We needed something to guard the scheduler. This guard system would monitor the active producer and, should it crash, flip the state of the passive so there would be no downtime. But what if the guard system itself were to crash? We use multiple guards. But which should act in the event of a crash? The guards themselves will need an active/passive state as well. But what will flip the state of the passive guard, should the active fail?
And so on. When you try to engineer for availability, it’s guards all the way down.
Our solution was to avoid as much architecture as we could. We found a not-quite-perfect-but-close-enough framework to do the hard, distributed things for us. We used Storm.
Storm is designed for distributed stream processing, and if you squint hard enough, scheduled messages look kind of like a stream. I won’t delve into the semantics of Storm, but we had multiple producers (spouts), running on a storm cluster.

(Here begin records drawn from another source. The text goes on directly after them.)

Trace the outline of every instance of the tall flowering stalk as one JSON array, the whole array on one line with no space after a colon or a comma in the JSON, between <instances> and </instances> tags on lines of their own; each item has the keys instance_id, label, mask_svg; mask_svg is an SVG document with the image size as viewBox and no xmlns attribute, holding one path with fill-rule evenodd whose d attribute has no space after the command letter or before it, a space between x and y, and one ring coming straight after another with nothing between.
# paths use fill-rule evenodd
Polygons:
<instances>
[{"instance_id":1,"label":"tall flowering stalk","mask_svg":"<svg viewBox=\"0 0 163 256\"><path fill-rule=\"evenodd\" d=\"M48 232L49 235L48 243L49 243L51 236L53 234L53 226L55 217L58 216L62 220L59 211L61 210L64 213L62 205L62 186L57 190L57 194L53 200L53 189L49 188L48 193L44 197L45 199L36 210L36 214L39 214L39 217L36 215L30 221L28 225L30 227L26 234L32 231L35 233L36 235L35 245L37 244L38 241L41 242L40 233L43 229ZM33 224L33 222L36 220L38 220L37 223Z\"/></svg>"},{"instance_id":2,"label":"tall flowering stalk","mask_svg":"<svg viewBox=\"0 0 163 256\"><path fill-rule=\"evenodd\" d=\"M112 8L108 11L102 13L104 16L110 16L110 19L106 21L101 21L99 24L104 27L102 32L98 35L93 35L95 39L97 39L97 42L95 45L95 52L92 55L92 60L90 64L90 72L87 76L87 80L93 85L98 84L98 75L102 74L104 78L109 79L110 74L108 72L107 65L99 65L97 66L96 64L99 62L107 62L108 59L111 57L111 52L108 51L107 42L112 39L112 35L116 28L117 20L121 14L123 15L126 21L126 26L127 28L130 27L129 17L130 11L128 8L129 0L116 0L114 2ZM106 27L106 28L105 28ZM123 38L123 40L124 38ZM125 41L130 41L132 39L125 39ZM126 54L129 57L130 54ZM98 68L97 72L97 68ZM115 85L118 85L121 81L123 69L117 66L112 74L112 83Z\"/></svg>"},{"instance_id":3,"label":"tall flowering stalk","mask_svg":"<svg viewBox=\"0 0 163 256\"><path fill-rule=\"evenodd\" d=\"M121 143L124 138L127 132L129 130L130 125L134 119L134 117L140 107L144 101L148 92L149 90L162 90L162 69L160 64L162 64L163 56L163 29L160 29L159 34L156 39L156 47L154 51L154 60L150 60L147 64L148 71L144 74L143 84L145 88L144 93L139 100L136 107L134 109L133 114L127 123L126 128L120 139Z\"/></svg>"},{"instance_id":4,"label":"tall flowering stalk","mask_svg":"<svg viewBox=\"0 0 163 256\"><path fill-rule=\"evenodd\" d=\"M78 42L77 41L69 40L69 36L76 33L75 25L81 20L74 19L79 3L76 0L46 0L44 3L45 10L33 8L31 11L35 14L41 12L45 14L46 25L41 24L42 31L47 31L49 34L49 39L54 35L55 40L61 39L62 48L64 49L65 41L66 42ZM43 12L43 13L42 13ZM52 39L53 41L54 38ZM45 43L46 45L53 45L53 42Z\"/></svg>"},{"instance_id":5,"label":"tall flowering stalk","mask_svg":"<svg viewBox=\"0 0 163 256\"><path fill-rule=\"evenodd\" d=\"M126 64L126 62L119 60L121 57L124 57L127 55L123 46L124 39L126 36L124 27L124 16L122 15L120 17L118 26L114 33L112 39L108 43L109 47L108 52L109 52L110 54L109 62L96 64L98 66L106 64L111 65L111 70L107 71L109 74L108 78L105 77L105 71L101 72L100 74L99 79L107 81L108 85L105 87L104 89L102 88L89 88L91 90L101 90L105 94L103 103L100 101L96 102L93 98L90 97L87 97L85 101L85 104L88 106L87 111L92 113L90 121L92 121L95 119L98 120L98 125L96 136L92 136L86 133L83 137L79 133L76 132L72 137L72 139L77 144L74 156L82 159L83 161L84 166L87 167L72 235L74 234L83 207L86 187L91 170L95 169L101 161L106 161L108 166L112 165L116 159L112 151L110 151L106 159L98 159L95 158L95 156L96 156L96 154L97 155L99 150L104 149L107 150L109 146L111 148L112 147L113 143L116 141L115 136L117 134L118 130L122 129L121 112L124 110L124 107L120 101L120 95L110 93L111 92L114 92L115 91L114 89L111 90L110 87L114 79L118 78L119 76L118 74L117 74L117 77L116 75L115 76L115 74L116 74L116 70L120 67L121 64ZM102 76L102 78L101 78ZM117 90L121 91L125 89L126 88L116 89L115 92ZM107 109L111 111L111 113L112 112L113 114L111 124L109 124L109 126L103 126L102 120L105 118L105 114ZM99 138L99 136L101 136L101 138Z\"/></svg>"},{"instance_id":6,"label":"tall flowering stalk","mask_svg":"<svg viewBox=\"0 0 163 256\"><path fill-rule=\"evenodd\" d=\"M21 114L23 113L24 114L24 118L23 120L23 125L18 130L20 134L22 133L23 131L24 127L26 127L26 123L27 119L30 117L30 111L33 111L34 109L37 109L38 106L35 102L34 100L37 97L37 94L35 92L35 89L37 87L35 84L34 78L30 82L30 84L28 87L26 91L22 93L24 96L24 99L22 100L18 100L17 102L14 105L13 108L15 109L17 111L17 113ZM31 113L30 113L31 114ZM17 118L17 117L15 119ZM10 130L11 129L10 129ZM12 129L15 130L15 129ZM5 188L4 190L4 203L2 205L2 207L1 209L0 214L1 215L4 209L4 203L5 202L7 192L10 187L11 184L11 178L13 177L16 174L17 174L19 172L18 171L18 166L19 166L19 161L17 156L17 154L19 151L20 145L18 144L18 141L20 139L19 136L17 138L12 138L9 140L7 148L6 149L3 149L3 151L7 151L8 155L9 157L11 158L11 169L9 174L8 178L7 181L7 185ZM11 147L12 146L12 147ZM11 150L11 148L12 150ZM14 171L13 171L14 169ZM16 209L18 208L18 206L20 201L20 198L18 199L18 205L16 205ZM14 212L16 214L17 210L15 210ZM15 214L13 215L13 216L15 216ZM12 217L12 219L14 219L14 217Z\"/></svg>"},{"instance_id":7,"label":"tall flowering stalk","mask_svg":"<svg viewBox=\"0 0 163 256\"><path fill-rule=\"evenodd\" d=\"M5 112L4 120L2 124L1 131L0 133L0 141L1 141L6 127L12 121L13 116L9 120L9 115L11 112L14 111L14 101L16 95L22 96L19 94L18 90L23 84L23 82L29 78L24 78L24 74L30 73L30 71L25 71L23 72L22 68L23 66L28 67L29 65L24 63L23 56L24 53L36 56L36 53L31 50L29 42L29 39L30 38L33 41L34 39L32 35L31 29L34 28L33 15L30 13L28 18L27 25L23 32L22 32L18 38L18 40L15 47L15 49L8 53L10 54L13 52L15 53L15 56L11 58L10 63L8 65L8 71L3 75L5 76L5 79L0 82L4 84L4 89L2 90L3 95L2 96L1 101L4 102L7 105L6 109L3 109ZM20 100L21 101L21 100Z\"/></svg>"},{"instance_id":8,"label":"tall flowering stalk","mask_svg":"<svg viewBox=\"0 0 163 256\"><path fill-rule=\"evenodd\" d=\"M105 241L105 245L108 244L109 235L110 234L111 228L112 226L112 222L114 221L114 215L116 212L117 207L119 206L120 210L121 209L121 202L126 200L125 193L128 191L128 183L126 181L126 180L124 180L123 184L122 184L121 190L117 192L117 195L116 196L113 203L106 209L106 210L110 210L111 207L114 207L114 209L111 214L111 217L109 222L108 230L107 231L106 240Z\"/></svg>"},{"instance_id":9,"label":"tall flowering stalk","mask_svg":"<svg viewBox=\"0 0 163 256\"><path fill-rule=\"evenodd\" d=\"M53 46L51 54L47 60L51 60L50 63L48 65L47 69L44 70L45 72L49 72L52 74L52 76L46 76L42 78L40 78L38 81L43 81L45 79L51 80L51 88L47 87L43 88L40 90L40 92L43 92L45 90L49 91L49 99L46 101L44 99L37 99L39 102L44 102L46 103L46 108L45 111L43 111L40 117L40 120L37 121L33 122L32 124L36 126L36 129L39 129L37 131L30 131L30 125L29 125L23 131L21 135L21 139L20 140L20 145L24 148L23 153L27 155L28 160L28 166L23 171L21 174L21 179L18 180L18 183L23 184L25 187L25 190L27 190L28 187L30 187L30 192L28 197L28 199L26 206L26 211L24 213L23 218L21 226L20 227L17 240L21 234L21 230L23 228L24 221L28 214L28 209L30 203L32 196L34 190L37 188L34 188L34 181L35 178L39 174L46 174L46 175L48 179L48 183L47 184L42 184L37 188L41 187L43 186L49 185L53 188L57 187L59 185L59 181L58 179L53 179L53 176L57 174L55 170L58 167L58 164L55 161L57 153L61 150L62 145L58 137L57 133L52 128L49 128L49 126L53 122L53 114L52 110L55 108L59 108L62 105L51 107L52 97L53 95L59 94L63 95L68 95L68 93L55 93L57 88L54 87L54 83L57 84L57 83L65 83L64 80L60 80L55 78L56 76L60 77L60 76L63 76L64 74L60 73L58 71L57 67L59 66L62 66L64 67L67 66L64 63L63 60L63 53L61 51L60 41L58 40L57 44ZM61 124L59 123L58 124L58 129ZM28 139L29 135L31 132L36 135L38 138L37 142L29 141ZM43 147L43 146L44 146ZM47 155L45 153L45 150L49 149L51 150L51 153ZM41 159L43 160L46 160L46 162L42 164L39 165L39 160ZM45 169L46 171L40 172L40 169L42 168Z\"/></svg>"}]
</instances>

These spouts would pass their payloads (the messages to send) to a queue consumer (a bolt), where it would be sent and marked as delivered in the database. This producer-consumer pattern is built into Storm, and a lot of effort by really smart people has been put into making message delivery reliable. So using Storm, we can abstract away the bursty nature, the need to buffer events and the actual means that messages will be delivered from one point to another. We can focus on the actual business logic of sending a Tweet.
Operationally, Storm was a big win as well. Storm will restart a producer or consumer elsewhere if its host machine dies. Adding additional processing power to the application is as easy as changing a configuration setting that controls how many servers the topology runs on.
Storm has downsides as well. There isn’t any visibility into the internal queues between the producers and consumers, and no way to see how many items are pending. There is no out-of-the-box way to deploy a topology with zero downtime. Storm passes around tuples, which are lists of objects. Our tuples consist of one object, a “ScheduledMessage” POJO. So to interact with that object, we have to cast it. This is annoying at best and, more likely, a bit dangerous. These problems, and others, could have been mitigated with a more extensive, more perfect architecture.
Our job as engineers is not to write perfect systems. Our job is to build things, to create value for the people who use our software. Our customers do not care about the architecture of distributed locks. While complexity, and architecting around complexity, is an undeniable aspect of engineering, it is our job—nay, our responsibility—to keep things as simple as they can functionally be. Storm wasn’t a perfect fit, and we had to compromise on things. But building it this way let us step away from the architectural rabbit holes and focus on the business logic.
In one sense, we moved from using one tool in a way it wasn’t intended to using a different tool in a way that wasn’t intended. But there is no such thing as perfect architecture. There is only better architecture. And the Storm based implementation beats the “delayed-message” implementation on each of the three problems called out above.
An important dependency to things simple is monitoring. We recognize up front that we aren’t going to catch every corner case that could throw a wrench in things, so we set up alerts to go off if something unexpected happens. Then we fix it.
It is far easier to fix problems in a simple system than it is to create a complicated system that doesn’t have problems.